Les pollueurs ne sont pas les payeurs
Premier reproche : les pollueurs ne sont pas les payeurs. « Les redevances perçues par les agences se sont éloignées du principe pollueur-payeur depuis 2007 », regrette la Cour. Entre 2007 et 2013, elles ont progressé de 24 % pour atteindre en moyenne annuelle environ 2,2 milliards d’euros.
Mais tous les usagers ne sont pas logés à la même enseigne : les particuliers – qui ont vu leur facture d’eau augmenter de 25 % pendant cette période – ont acquitté 87 % du montant total des redevances en 2013, tandis que la part de l’industrie (en baisse de 15 %) est descendue à 7 %, celle des agriculteurs représentant 6 %. Ces chiffres sont des moyennes et la situation varie fortement selon les agences et donc, selon les bassins. La proportion des redevances payées par les usagers domestiques est particulièrement importante en Seine-Normandie (92 %), dans les bassins Rhône-Méditerranée et Corse (88 %) et dans le bassin Rhin-Meuse (86 %).
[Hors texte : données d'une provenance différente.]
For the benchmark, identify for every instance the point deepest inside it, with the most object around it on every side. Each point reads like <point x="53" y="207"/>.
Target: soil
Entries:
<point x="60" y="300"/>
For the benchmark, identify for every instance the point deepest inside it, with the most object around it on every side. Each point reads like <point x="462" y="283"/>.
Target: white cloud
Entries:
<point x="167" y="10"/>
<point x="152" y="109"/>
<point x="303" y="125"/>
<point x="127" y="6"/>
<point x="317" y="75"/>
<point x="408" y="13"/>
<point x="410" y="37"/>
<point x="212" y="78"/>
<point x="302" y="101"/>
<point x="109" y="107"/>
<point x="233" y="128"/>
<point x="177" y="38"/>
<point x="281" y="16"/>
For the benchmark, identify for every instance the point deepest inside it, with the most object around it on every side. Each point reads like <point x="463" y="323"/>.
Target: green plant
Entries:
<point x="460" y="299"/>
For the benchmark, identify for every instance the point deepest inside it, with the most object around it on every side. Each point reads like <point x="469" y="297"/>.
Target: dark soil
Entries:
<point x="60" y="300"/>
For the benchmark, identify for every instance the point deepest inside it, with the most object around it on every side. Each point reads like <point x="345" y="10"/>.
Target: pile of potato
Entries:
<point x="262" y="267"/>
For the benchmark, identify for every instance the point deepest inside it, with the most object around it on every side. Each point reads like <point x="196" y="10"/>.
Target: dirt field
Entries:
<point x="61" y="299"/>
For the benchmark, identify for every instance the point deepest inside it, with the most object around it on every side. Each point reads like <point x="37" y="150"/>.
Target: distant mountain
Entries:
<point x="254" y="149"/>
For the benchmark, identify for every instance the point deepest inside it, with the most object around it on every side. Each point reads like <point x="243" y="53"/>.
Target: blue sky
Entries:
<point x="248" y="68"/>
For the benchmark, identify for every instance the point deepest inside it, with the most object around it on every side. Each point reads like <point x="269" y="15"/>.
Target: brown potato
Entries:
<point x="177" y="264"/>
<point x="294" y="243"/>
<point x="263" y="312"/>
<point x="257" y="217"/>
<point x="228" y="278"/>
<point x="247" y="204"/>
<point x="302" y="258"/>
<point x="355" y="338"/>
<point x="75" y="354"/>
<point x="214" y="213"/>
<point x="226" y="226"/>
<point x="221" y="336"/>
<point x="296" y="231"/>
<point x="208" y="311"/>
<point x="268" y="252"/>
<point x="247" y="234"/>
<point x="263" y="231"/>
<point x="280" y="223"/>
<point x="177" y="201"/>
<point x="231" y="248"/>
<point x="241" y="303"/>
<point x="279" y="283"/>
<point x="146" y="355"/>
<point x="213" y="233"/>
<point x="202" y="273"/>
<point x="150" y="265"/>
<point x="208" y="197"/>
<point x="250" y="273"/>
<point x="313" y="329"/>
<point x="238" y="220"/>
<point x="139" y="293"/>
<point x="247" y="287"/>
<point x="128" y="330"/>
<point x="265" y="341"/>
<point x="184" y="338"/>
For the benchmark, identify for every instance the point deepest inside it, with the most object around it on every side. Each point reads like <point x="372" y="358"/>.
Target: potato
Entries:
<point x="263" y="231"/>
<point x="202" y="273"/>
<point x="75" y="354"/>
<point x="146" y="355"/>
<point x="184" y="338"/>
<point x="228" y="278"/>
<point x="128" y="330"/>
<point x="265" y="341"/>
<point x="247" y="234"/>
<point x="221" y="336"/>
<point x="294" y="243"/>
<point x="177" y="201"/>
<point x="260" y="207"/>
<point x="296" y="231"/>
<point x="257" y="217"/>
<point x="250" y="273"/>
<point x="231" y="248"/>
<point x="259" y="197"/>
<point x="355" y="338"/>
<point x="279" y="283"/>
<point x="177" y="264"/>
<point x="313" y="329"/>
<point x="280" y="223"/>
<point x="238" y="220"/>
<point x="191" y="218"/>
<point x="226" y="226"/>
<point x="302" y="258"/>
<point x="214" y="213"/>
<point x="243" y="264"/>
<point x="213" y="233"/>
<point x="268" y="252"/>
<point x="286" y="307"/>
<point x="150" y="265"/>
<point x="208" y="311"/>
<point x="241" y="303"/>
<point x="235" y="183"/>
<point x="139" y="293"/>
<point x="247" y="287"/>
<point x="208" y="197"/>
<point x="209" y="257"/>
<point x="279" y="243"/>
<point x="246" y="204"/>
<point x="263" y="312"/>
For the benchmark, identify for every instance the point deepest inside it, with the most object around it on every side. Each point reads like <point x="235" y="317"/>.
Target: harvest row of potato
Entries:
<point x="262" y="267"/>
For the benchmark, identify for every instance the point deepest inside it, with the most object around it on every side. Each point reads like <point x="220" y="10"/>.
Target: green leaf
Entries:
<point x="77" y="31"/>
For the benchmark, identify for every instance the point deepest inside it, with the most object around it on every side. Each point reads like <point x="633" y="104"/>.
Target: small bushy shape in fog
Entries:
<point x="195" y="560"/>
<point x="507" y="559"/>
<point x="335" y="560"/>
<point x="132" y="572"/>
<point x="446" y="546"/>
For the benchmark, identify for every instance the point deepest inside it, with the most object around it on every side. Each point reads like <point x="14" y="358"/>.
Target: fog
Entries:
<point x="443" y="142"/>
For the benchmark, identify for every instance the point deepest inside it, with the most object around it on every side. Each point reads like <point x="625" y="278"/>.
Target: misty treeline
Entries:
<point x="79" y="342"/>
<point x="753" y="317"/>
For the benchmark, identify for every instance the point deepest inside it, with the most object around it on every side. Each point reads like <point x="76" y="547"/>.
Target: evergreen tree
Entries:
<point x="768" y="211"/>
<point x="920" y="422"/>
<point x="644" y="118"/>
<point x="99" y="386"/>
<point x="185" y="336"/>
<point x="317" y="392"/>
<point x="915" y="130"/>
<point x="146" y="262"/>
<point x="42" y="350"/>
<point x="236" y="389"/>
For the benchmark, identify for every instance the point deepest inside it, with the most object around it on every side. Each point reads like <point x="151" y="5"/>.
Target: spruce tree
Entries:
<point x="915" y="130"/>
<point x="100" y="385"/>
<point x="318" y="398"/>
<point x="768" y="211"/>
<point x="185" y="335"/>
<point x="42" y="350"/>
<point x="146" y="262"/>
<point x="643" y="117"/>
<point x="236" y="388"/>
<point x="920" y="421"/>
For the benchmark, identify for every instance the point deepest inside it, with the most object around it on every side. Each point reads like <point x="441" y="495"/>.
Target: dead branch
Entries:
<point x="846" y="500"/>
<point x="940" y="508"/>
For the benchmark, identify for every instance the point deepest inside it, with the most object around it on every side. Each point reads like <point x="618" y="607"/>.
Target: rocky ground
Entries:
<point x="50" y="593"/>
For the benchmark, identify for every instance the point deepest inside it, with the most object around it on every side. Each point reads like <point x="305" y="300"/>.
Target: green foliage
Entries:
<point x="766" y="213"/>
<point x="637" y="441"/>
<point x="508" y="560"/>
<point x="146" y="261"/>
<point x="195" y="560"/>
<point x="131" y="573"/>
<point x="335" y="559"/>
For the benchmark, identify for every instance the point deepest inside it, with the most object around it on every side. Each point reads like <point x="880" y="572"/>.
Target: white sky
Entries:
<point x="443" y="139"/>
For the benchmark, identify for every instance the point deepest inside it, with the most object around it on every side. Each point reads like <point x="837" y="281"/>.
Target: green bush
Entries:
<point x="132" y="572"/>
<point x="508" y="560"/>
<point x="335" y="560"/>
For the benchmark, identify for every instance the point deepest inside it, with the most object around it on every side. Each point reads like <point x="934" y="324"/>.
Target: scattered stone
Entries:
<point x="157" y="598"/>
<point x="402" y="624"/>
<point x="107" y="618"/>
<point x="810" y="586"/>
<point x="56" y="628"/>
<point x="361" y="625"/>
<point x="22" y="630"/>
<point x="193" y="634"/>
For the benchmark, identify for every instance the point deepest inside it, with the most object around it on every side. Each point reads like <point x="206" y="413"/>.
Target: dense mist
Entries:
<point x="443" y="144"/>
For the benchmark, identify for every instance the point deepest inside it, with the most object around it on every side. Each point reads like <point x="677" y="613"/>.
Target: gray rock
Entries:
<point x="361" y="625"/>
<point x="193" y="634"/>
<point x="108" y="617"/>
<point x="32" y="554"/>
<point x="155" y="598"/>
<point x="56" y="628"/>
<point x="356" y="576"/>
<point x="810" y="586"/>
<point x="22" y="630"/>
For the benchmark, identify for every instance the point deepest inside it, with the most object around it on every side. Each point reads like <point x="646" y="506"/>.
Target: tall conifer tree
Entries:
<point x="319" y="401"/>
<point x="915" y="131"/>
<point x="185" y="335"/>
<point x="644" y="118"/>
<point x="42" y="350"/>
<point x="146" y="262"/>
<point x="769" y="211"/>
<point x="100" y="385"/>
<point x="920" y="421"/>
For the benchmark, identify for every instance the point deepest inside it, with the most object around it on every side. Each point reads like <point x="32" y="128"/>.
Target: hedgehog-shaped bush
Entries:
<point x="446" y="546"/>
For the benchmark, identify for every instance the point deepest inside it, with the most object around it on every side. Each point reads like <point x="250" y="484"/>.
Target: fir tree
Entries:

« Alors que le bassin Loire-Bretagne est le plus concerné par la pollution due aux nitrates, les redevances à la charge des agriculteurs ne représentent en 2013 que 10 % du montant total des redevances, dont 0.6 % seulement au titre de l’élevage », rappelle les magistrats de la Cour. Et en plus, entre 2007 et 2013, cette contribution-là a chuté de 84 % dans les bassins Rhône-Méditerranée et Corse, et de 58 % dans le bassin Loire-Bretagne. « Elle n’était que de 3 millions d’euros en 2013 pour toutes les agences alors que le seul coût du nettoyage des algues vertes sur le littoral est estimé au minimum à 30 millions d’euros par an », précise le rapport.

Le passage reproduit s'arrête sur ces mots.